De manera que en caso de incompatibilidad entre la Constitución y la ley u otra norma jurídica, se aplicarán las disposiciones constitucionales. En un principio, esta causal se concibió como un defecto sustantivo. Posteriormente, en la Sentencia T-949 de 2003 se determinó como una causal específica de procedibilidad de la acción de tutela de carácter independiente y autónomo, interpretación que se consolidó en la Sentencia C-590 de 2005 ya citada, en la que la este Tribunal incluyó la violación directa de la Constitución como un defecto autónomo que justifica la procedencia de la tutela contra providencias judiciales, dado que “(…) la violación directa de la Constitución opera en dos circunstancias: uno (i), cuando se deja de aplicar una disposición ius fundamental a un caso concreto, dos (ii), al aplicar la ley al margen de los dictados de la Constitución”. […]» En el entendido que la Constitución Política es la norma suprema, sus postulados deben ser aplicados de manera directa y prevalente por las distintas autoridades públicas y particulares, razón por la cual en aquellos eventos en que se profiera una decisión judicial en contrario puede ser cuestionada a través de la solicitud de tutela. 2.4.6.
Desconocimiento del precedente judicial En este punto, en cuanto al desconocimiento de precedente alegado se recuerda que un análisis sistemático del artículo 230 de la Constitución Política permite afirmar que los jueces guardan una carga de respetar los precedentes relevantes como un imperativo derivado del principio de igualdad y un medio para promover la seguridad jurídica, la confianza de la sociedad en la estabilidad, la predictibilidad de las decisiones judiciales y la unificación de la interpretación de las normas jurídicas.

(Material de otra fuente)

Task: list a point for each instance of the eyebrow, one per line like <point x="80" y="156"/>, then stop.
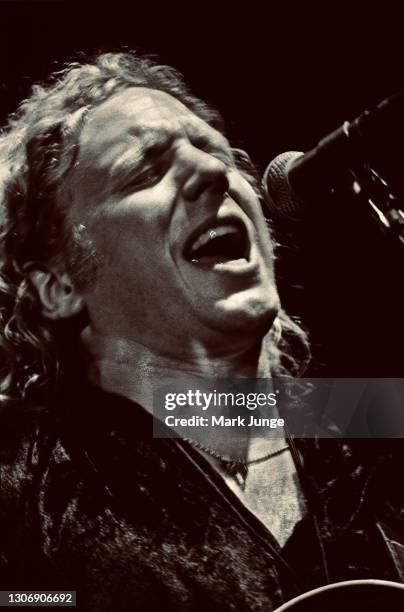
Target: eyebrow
<point x="159" y="141"/>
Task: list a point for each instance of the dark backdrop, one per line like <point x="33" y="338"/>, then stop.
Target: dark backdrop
<point x="283" y="76"/>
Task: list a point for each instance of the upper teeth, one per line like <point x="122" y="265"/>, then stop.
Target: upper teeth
<point x="213" y="233"/>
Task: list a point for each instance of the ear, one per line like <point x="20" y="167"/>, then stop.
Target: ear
<point x="56" y="293"/>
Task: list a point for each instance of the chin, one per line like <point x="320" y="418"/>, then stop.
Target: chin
<point x="252" y="312"/>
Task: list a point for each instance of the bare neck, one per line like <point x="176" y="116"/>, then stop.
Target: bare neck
<point x="125" y="367"/>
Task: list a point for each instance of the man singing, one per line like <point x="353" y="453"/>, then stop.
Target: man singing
<point x="134" y="249"/>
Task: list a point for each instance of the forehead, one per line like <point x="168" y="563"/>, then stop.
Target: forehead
<point x="137" y="121"/>
<point x="139" y="113"/>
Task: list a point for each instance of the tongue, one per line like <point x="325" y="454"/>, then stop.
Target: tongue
<point x="224" y="248"/>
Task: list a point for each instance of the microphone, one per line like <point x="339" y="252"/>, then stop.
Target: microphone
<point x="294" y="177"/>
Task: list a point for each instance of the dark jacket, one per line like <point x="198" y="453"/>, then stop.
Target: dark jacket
<point x="91" y="502"/>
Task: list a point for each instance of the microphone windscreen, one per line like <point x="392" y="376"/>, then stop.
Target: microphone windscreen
<point x="278" y="192"/>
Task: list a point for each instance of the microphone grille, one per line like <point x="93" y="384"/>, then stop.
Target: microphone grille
<point x="279" y="194"/>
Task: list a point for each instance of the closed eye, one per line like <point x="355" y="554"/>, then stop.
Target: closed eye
<point x="144" y="179"/>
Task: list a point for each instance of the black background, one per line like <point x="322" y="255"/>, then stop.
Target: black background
<point x="283" y="76"/>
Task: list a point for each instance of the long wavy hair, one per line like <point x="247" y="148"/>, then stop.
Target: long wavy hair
<point x="38" y="148"/>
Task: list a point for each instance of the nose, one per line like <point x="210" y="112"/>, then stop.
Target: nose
<point x="207" y="174"/>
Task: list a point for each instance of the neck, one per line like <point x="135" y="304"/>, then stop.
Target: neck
<point x="123" y="366"/>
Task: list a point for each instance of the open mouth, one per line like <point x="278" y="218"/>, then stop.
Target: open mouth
<point x="219" y="242"/>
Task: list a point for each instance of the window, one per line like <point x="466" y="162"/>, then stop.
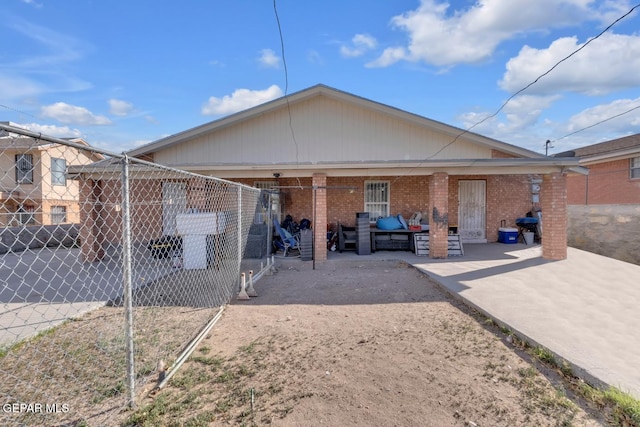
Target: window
<point x="25" y="214"/>
<point x="634" y="167"/>
<point x="376" y="199"/>
<point x="24" y="168"/>
<point x="58" y="214"/>
<point x="58" y="172"/>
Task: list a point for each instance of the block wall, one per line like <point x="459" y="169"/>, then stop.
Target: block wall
<point x="607" y="183"/>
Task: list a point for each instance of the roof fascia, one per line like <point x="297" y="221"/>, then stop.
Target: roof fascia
<point x="334" y="94"/>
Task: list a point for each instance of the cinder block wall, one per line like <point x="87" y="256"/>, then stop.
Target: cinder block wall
<point x="609" y="230"/>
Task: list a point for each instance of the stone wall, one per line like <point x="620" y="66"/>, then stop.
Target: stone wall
<point x="610" y="230"/>
<point x="16" y="239"/>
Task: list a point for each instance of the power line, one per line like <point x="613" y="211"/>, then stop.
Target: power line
<point x="286" y="86"/>
<point x="598" y="123"/>
<point x="528" y="86"/>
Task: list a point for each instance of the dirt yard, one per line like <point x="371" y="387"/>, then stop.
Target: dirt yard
<point x="358" y="343"/>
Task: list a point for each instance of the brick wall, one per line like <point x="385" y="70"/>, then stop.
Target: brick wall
<point x="508" y="198"/>
<point x="439" y="215"/>
<point x="607" y="183"/>
<point x="553" y="197"/>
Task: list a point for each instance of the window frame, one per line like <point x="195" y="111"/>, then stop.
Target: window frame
<point x="634" y="168"/>
<point x="26" y="214"/>
<point x="58" y="177"/>
<point x="58" y="217"/>
<point x="385" y="186"/>
<point x="24" y="175"/>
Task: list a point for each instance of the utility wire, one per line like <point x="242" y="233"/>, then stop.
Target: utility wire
<point x="286" y="86"/>
<point x="529" y="85"/>
<point x="597" y="123"/>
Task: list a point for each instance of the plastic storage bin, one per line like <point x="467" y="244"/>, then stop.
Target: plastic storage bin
<point x="507" y="235"/>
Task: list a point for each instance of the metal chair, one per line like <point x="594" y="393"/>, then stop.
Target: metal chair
<point x="289" y="241"/>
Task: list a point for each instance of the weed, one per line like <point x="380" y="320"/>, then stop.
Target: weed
<point x="215" y="362"/>
<point x="108" y="392"/>
<point x="149" y="415"/>
<point x="189" y="377"/>
<point x="625" y="406"/>
<point x="201" y="420"/>
<point x="545" y="356"/>
<point x="249" y="348"/>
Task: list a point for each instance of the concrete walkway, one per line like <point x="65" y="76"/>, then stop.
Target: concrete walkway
<point x="585" y="309"/>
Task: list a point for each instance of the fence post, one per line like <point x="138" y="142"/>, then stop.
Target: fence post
<point x="127" y="281"/>
<point x="239" y="227"/>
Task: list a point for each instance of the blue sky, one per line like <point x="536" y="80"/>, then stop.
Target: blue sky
<point x="123" y="73"/>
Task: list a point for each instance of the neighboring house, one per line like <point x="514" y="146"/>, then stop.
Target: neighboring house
<point x="332" y="154"/>
<point x="34" y="187"/>
<point x="604" y="206"/>
<point x="614" y="173"/>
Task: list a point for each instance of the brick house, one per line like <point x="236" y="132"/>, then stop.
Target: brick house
<point x="614" y="173"/>
<point x="34" y="189"/>
<point x="333" y="154"/>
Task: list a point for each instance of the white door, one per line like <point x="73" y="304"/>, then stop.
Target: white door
<point x="174" y="202"/>
<point x="472" y="216"/>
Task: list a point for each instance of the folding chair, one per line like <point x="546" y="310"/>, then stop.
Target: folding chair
<point x="290" y="241"/>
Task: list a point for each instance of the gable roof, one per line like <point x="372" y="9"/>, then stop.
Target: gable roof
<point x="627" y="146"/>
<point x="322" y="90"/>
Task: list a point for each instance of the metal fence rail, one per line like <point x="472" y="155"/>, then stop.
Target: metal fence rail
<point x="109" y="267"/>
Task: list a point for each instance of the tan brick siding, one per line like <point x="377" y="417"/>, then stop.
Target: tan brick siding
<point x="607" y="183"/>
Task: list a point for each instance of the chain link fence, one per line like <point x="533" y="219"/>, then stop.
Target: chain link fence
<point x="109" y="268"/>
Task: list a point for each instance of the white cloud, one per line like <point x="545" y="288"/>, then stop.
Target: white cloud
<point x="605" y="116"/>
<point x="361" y="44"/>
<point x="33" y="3"/>
<point x="68" y="114"/>
<point x="519" y="114"/>
<point x="239" y="100"/>
<point x="445" y="38"/>
<point x="118" y="107"/>
<point x="389" y="56"/>
<point x="53" y="130"/>
<point x="13" y="87"/>
<point x="607" y="64"/>
<point x="268" y="58"/>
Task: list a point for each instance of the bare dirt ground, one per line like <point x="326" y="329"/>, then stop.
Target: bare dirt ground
<point x="359" y="343"/>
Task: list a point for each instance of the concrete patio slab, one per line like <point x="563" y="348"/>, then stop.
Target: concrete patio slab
<point x="583" y="309"/>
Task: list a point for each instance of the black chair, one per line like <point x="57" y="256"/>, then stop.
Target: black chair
<point x="346" y="237"/>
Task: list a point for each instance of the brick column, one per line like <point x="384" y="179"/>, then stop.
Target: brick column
<point x="438" y="215"/>
<point x="89" y="233"/>
<point x="553" y="198"/>
<point x="319" y="183"/>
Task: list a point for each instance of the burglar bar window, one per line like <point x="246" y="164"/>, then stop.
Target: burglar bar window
<point x="635" y="167"/>
<point x="58" y="172"/>
<point x="26" y="214"/>
<point x="58" y="214"/>
<point x="376" y="199"/>
<point x="24" y="168"/>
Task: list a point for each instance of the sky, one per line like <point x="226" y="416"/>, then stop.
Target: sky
<point x="122" y="73"/>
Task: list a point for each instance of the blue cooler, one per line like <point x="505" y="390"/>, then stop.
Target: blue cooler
<point x="507" y="235"/>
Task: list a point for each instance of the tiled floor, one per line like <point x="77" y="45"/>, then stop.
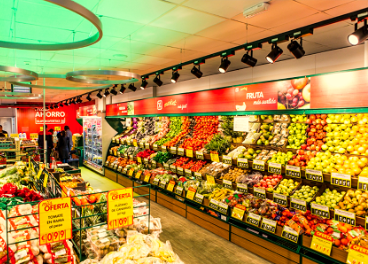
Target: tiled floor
<point x="192" y="243"/>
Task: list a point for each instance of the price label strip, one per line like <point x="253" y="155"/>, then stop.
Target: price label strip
<point x="293" y="171"/>
<point x="238" y="212"/>
<point x="55" y="220"/>
<point x="274" y="168"/>
<point x="345" y="217"/>
<point x="259" y="192"/>
<point x="298" y="204"/>
<point x="290" y="234"/>
<point x="242" y="163"/>
<point x="322" y="243"/>
<point x="339" y="179"/>
<point x="227" y="160"/>
<point x="258" y="165"/>
<point x="227" y="184"/>
<point x="320" y="210"/>
<point x="268" y="225"/>
<point x="253" y="219"/>
<point x="314" y="175"/>
<point x="280" y="199"/>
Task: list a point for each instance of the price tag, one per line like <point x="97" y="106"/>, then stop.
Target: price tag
<point x="181" y="151"/>
<point x="173" y="150"/>
<point x="320" y="210"/>
<point x="179" y="190"/>
<point x="214" y="156"/>
<point x="343" y="180"/>
<point x="198" y="198"/>
<point x="268" y="225"/>
<point x="210" y="179"/>
<point x="258" y="165"/>
<point x="322" y="243"/>
<point x="253" y="219"/>
<point x="227" y="160"/>
<point x="345" y="217"/>
<point x="298" y="204"/>
<point x="238" y="212"/>
<point x="155" y="181"/>
<point x="198" y="176"/>
<point x="241" y="187"/>
<point x="259" y="192"/>
<point x="180" y="171"/>
<point x="189" y="153"/>
<point x="162" y="184"/>
<point x="293" y="171"/>
<point x="188" y="173"/>
<point x="362" y="183"/>
<point x="170" y="186"/>
<point x="357" y="254"/>
<point x="138" y="174"/>
<point x="280" y="199"/>
<point x="190" y="193"/>
<point x="173" y="168"/>
<point x="242" y="163"/>
<point x="314" y="175"/>
<point x="227" y="184"/>
<point x="274" y="168"/>
<point x="60" y="211"/>
<point x="119" y="208"/>
<point x="290" y="234"/>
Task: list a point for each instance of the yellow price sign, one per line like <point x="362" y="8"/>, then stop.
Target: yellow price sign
<point x="119" y="208"/>
<point x="357" y="254"/>
<point x="55" y="220"/>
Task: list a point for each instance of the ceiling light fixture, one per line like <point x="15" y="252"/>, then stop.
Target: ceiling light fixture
<point x="132" y="87"/>
<point x="225" y="63"/>
<point x="359" y="35"/>
<point x="122" y="89"/>
<point x="157" y="79"/>
<point x="249" y="59"/>
<point x="275" y="53"/>
<point x="296" y="49"/>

Adicionalmente, el principio de legalidad ordena un manejo adecuado de estos, como medio para erradicar la arbitrariedad de las decisiones judiciales, presupuesto esencial del Estado Social de Derecho. La Corte Constitucional ha considerado que el precedente es toda decisión previa adoptada principalmente por los órganos de cierre de las diferentes jurisdicciones que, por abordar un problema jurídico originado en hechos idénticos o semejantes desde un punto de vista jurídicamente relevante al que debe resolver el juez, debe ser tenido en cuenta como condición de eficacia del principio de igualdad.
El adecuado manejo del precedente conlleva entonces la obligación de seguir el curso de decisión trazado en la ratio decidendi de una o varias sentencias previas, salvo si existen razones jurídicas particularmente poderosas que impongan modificarlo. Esas razones pueden provenir de un cambio en el ordenamiento positivo, de la modificación de las bases axiológicas del sistema jurídico o de una drástica transformación de las condiciones sociales en las que se adoptaron aquellas decisiones, de tal entidad que las torna en injustas o incorrectas en el orden de cosas actual.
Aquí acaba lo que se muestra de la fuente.